Most retirement accounts offer tax benefits. Some have tax benefits today, others offer tax benefits tomorrow. Some have high limits, some have low limits.
The biggest difference is whether your contributions are tax deductible, and as a result, whether taxes are deferred or if growth is tax free.
For most people, there are three main types of retirement investing options:
- 401(k): With this type of plan, offered by many private sector employers, you can contribute a fair amount toward your retirement — $17,500 in 2014. With a Traditional version of the 401(k), your money is contributed before taxes, meaning that you receive a tax deduction that lowers your income, or in other words, you have a lower tax liability now. However, in the future, when you withdraw your money from your account, you have to pay income taxes on the amount you withdraw.
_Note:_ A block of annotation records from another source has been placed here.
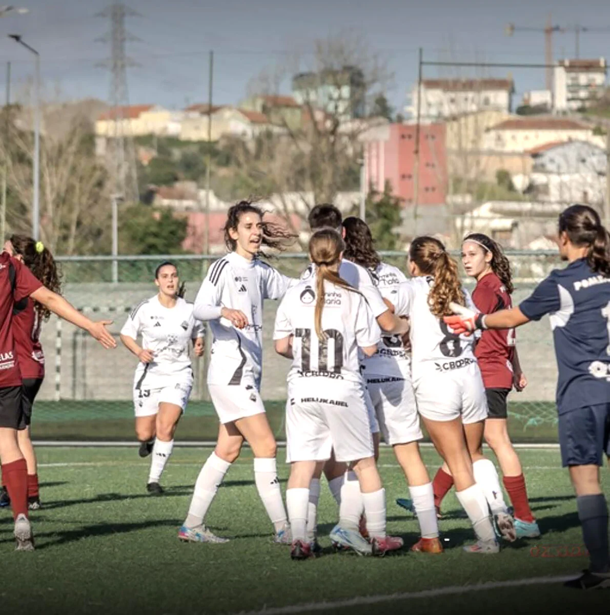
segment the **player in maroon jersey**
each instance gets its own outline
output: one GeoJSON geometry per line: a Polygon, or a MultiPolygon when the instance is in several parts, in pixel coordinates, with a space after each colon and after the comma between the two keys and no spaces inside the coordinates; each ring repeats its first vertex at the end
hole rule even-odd
{"type": "Polygon", "coordinates": [[[23,387],[13,334],[13,309],[25,297],[85,330],[106,348],[116,346],[106,330],[111,321],[93,322],[61,295],[45,288],[27,267],[8,253],[0,254],[0,464],[10,498],[18,550],[34,549],[28,518],[28,467],[19,448],[18,430],[25,429],[23,387]]]}
{"type": "MultiPolygon", "coordinates": [[[[482,233],[467,236],[462,244],[462,261],[466,273],[477,280],[472,299],[481,313],[491,314],[512,307],[510,264],[496,242],[482,233]]],[[[523,469],[507,428],[508,394],[513,386],[520,391],[527,385],[515,346],[515,330],[483,331],[475,355],[489,407],[485,440],[496,454],[504,474],[504,488],[514,509],[517,538],[537,538],[540,530],[529,507],[523,469]]],[[[439,508],[453,484],[448,468],[443,465],[433,482],[435,504],[439,508]]]]}
{"type": "MultiPolygon", "coordinates": [[[[4,244],[4,251],[23,263],[42,285],[55,293],[60,292],[59,276],[55,260],[42,242],[30,237],[13,235],[4,244]]],[[[24,416],[27,427],[17,432],[19,448],[28,466],[28,506],[30,510],[40,508],[36,457],[30,439],[34,400],[44,378],[44,354],[40,343],[43,320],[50,311],[29,297],[15,303],[13,308],[13,336],[19,371],[23,381],[24,416]]],[[[0,506],[8,506],[10,499],[6,487],[0,493],[0,506]]]]}

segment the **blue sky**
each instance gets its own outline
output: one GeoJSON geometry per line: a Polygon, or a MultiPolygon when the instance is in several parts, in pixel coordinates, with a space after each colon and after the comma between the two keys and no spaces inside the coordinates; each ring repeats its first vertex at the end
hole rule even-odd
{"type": "MultiPolygon", "coordinates": [[[[405,105],[406,91],[416,78],[420,46],[430,60],[541,63],[541,33],[517,33],[509,38],[504,28],[511,22],[542,28],[550,11],[554,25],[608,27],[606,33],[581,35],[580,57],[610,57],[608,0],[131,0],[127,4],[141,15],[127,22],[141,41],[128,44],[129,55],[141,65],[129,71],[130,99],[174,108],[207,100],[210,49],[215,54],[215,101],[236,103],[244,97],[249,80],[261,70],[295,54],[306,61],[317,38],[346,30],[358,33],[387,60],[394,76],[389,97],[397,108],[405,105]]],[[[48,97],[108,100],[109,76],[95,64],[109,50],[108,44],[95,42],[109,30],[108,20],[95,17],[106,3],[22,0],[18,6],[30,13],[0,19],[0,61],[12,63],[14,90],[25,86],[33,65],[27,52],[7,38],[10,33],[22,34],[40,52],[48,97]]],[[[574,34],[555,35],[553,47],[555,59],[573,56],[574,34]]],[[[504,77],[507,72],[488,69],[485,74],[504,77]]],[[[512,72],[517,99],[524,90],[544,87],[541,69],[512,72]]],[[[431,67],[426,75],[440,76],[431,67]]],[[[287,82],[284,89],[289,89],[287,82]]]]}

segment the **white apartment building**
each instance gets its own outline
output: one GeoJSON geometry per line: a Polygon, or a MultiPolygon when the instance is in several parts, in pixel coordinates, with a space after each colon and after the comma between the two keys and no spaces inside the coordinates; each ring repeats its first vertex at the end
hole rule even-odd
{"type": "Polygon", "coordinates": [[[560,113],[588,106],[606,85],[605,58],[560,60],[554,71],[553,109],[560,113]]]}
{"type": "MultiPolygon", "coordinates": [[[[418,84],[405,111],[418,116],[418,84]]],[[[510,113],[514,91],[512,79],[427,79],[421,82],[421,119],[432,121],[483,110],[510,113]]]]}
- 403(b): This plan is very similar to the 401(k), and with the same limits. However, the 403(b) is generally offered to state employees and non-profit employees. Most of the same rules apply to the 403(b) as to the 401(k).
- IRA: An Individual Retirement Account is usually just that – individual. Instead of being offered by employers (even though some employers do offer IRAs), you can open this type of account if you have earned income. You can open it on your own, without the need for an employer to provide you with the plan. However, the contribution limit is lower with the IRA, at $5,500 in 2014. If you decide to consolidate your retirement accounts (for example, if you have a 401(k) from a former employer), you can roll all of your funds into one IRA. A direct rollover does not count toward your annual maximum contribution.
It’s possible to have different types of retirement accounts. If your employer offers you a 401(k) or a 403(b), you can still open an IRA. You can contribute $17,500 to your 401(k) in 2014, and still contribute $5,500 to your IRA (in a Traditional or if your income is low enough for a Roth), for a total limit of $23,000 in contributions in 2014.
However, be aware of exceptions. Your income will determine what kind of IRA (Roth or Traditional) and if you can deduct the contributions. For more information on the exceptions, read Can You Have a 401(k) and an IRA?
Roth v. Traditional Retirement Accounts
All of these accounts also come in versions known as Roth accounts. With the Roth version of the 401(k), 403(b), and the IRA, you contribute your money after you pay taxes. Roth contributions won’t reduce your taxable income right now.
With the Traditional versions, there are two potential tax benefits. The first is deductibility, which can reduce your current income taxes if it applies to you. The second is tax-deferral, which can amp-up your gains due to the magic of compound interest.
The Roth retirement account is a little different because you don’t get a tax deduction for your contributions but you also don’t pay taxes when you take disbursements. Your money grows tax-free all the same, you just pay taxes up front. This can be an advantage if you think that taxes will go up in the future.
The Best Approach
Readers of my blog often ask whether it’s better to contribute to a Traditional or Roth version of a particular account.
I believe it’s impossible to project where taxes will be in the future. While it’s important to consider tax benefits, it’s more important to save. I suggest that you contribute as much as you need to maximize the company match, then into a Roth IRA*, then back into your 401(k) or 403(b). This will typically give you a good enough mix of Roth and Traditional that you hedge your bets regardless of what happens with tax laws in the future.